Saturday, August 20, 2011

Unique

A few days ago, I noticed this example from the Racket website, for reporting "each unique line from stdin":
;; Report each unique line from stdin
(let ([saw (make-hash)])
  (for ([line (in-lines)])
    (unless (hash-ref saw line #f)
      (displayln line))
    (hash-set! saw line #t)))
We can implement the same functionality in Factor, reading each unique line from an input stream:
: unique-lines ( -- )
    lines members [ print ] each ;
The lines word acts on the "current input stream", so we can use a file reader as an input stream to print out all unique lines in a file:
: unique-file ( path -- )
    utf8 [ unique-lines ] with-file-reader ;
If we wanted to make this print and flush each unique line of input as it is read, we could have used the each-line word to implement it in a line-by-line fashion:
: unique-lines ( -- )
    HS{ } clone [
        dup pick in? [ drop ] [
            [ over adjoin ]
            [ print flush ] bi
        ] if
    ] each-line drop ;

2 comments:

Jon said...

I prefer the version with less stack gymnastic when you currify the hash set:

HS{ } clone [
2dup in? [ 2drop ] [
[ adjoin ]
[ drop print flush ] 2bi
] if
] curry each-line

Cheers,
Jon

CertainlyNotWeston said...

Nice article!

I'd say the longer version is actually closer to the Racket example, which is written in a surprinsingly imperative style (not to scare the newcomers, I guess..).
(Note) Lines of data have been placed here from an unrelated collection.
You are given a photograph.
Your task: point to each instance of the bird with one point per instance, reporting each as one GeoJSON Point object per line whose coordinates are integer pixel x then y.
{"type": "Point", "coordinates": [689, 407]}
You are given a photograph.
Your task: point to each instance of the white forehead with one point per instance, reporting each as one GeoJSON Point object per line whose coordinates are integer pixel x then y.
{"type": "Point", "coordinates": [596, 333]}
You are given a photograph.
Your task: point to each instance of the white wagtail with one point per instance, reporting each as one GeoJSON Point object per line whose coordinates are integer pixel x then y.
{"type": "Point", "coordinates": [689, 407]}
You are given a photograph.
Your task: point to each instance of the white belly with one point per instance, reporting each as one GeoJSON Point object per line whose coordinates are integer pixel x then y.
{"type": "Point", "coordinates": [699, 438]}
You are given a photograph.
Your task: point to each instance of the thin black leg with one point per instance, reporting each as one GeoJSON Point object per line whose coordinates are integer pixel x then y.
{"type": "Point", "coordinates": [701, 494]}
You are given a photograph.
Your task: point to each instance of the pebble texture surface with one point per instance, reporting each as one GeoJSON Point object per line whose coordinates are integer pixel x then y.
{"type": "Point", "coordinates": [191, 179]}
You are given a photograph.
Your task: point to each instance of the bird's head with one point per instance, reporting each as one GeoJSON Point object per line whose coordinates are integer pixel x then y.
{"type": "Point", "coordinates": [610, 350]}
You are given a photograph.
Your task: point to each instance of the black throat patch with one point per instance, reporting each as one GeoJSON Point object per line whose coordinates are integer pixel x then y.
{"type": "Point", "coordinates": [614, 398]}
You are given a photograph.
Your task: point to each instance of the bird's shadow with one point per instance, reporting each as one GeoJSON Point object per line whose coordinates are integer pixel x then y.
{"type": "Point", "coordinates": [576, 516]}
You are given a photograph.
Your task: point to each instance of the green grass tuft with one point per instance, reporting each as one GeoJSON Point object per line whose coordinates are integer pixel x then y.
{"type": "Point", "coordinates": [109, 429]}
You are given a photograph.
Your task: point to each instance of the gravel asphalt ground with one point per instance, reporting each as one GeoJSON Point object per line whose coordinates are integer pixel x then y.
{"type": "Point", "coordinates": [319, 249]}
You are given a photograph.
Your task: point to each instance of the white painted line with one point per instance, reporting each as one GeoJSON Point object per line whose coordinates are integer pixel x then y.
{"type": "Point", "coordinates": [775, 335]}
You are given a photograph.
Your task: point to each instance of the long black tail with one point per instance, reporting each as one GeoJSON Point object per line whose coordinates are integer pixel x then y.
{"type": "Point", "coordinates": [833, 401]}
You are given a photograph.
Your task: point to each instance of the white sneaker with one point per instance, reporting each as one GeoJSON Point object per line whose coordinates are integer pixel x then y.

When you write the above in a more functional Racket, both solutions look quite similar (ummm... backwards, of course):


(define (unique-lines)
(for-each displayln (remove-duplicates (port->lines))))

(define (unique-file f)
(with-input-from-file f unique-lines))

I'd say this is one more example of how related the concatenative and functional paradigms are...

Cheers!

Joan.
PS: Instead of with-input-from-file, you can just pass a parameter to port->lines, or use file->lines in the first place, but this is closer to the Factor version...